‘People should wear a life jacket’: POCOMAR urges boaters to act safely while on the water

Port Colborne Marine Auxiliary Rescue (POCOMAR) Commanding Officer Norm Dashwood aboard POCOMAR One, the group’s main ship.

If you’re having a great day on the lake and something is wrong, who are you going to call? POCOMAR!

The Port Colborne Marine Auxiliary Rescue (POCOMAR) is a maritime search and rescue unit operating in eastern Lake Erie. The group is based at Sugarloaf Harbor Marina in Port Colborne.

So far in 2022, they have participated in 10 missions with an average task duration of 3.24 hours.

They saved about $787,000 in property.

Last year, they carried out a total of 39 missions and assisted 98 people. The first call of the season was on April 29 and the last call was on October 16.

The group spent a total of 1,535 hours of training on the water in 2021. They added an additional 416 hours in class.

Norm Dashwood, commanding officer of POCOMAR, said the unit is “100% volunteer. It is a non-profit association. »

POCOMAR has two vessels, a custom built 34ft steel cutter and a 24ft jet boat for shallow water recovery.

Typically, he said, the ship would have a crew of five to seven. They are currently operating with five crew members due to COVID. The group currently has 30 members.

“It’s important for people to realize that we’re here, that we’re not charging for our service,” Dashwood said.

POCOMAR’s season starts as soon as they can get out on the waters. Calls go in October and November.

“While we had a relatively calm summer, we have a relatively low number of search and rescue operations,” he said. “If the weather is very windy and the waves are high, we tend to get more calls.”

“People have to wear a life jacket when they go out,” Dashwood said, adding that “one hundred percent of the times we don’t pick someone up it’s because they weren’t wearing their life jacket. .”

Dashwood noted that they are not funded to operate, but fundraise on their own. He said they get money from the Coast Guard, the city, and a few other sources.

About two years ago, he said, the ship got about $250,000 in upgrades, including an 18-foot inflatable and a crane to launch it.

Inside the cockpit, the ship has electronics, including an infrared-capable and target-locking camera

Dashwood is clearly proud when he says the ship is “probably one of the best equipped ships in the Canadian Coast Guard Auxiliary Fleet.”

Sugarloaf Sailing Club president James Sherk says POCOMAR “absolutely” helps him feel comfortable on the water.

“They do a great service to the community,” Sherk said.

The sailing club has about 25 members. Ninety percent of members have a sailboat, Sherk said.

So far this year, Sherk said, he’s only been out a handful of times. Last year it was almost every day.

Sherk echoed the call for life jackets.

“Don’t do anything stupid,” Sherk said. “Use common sense.”

“Don’t come out if it looks harsh,” he advised.

Another tip he had was to stay seated when the ship was in motion.

Sherk and Dashwood warned boaters to be prepared; due to an average depth of only 62 feet or 18.89 meters, Lake Erie can quickly warm up and become choppy.

The group is always looking for new recruits or donations, Dashwood said.

He said there was a selection process.
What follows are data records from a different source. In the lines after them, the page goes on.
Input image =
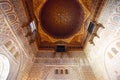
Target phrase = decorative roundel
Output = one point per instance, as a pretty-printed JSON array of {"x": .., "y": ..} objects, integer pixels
[{"x": 61, "y": 18}]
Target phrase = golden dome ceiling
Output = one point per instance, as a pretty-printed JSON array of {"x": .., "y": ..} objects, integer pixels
[
  {"x": 61, "y": 21},
  {"x": 61, "y": 18}
]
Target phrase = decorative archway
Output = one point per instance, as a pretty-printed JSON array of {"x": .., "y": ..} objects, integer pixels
[{"x": 4, "y": 67}]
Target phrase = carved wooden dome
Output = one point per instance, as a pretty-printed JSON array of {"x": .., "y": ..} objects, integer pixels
[{"x": 61, "y": 18}]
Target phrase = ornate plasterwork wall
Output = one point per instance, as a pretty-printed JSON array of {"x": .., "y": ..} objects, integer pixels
[
  {"x": 78, "y": 68},
  {"x": 11, "y": 42},
  {"x": 104, "y": 55}
]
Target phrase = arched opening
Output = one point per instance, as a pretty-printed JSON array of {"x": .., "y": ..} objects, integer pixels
[{"x": 4, "y": 67}]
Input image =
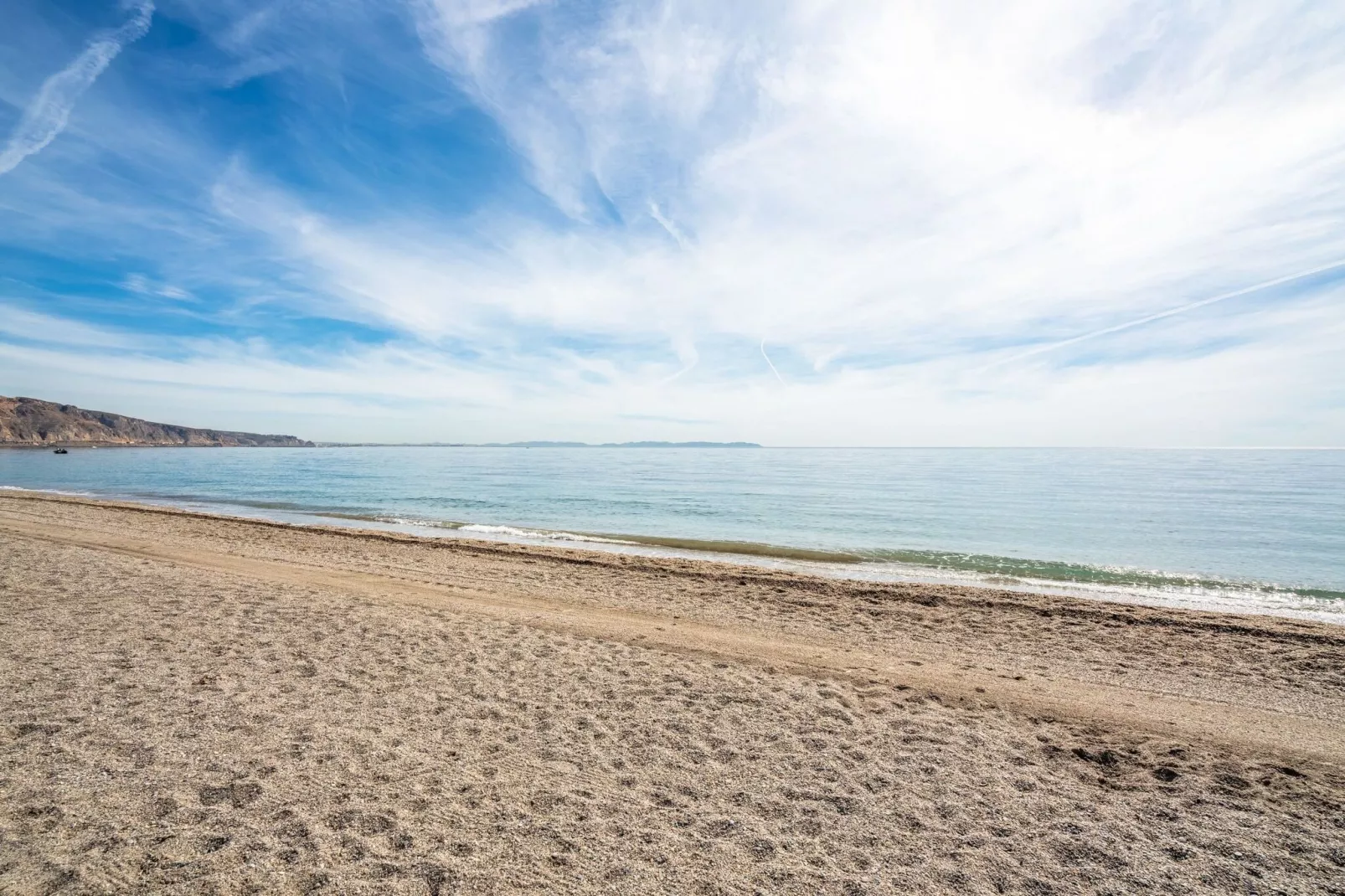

The first step is to reach out and contact the organization.

For aquatic emergencies, contact POCOMAR on VHF channel 16 radio, dial *16 on a cell phone, or call 1-800-267-7270 for the Canadian Coast Guard.

For more information about POCOMAR, visit their website at pocomar.org.


STORY BEHIND THE STORY: After hearing about a search and rescue effort on Lake Erie, reporter Nick Fearns contacted one of the units involved in the search to find out more about the group and what they were up to. they do.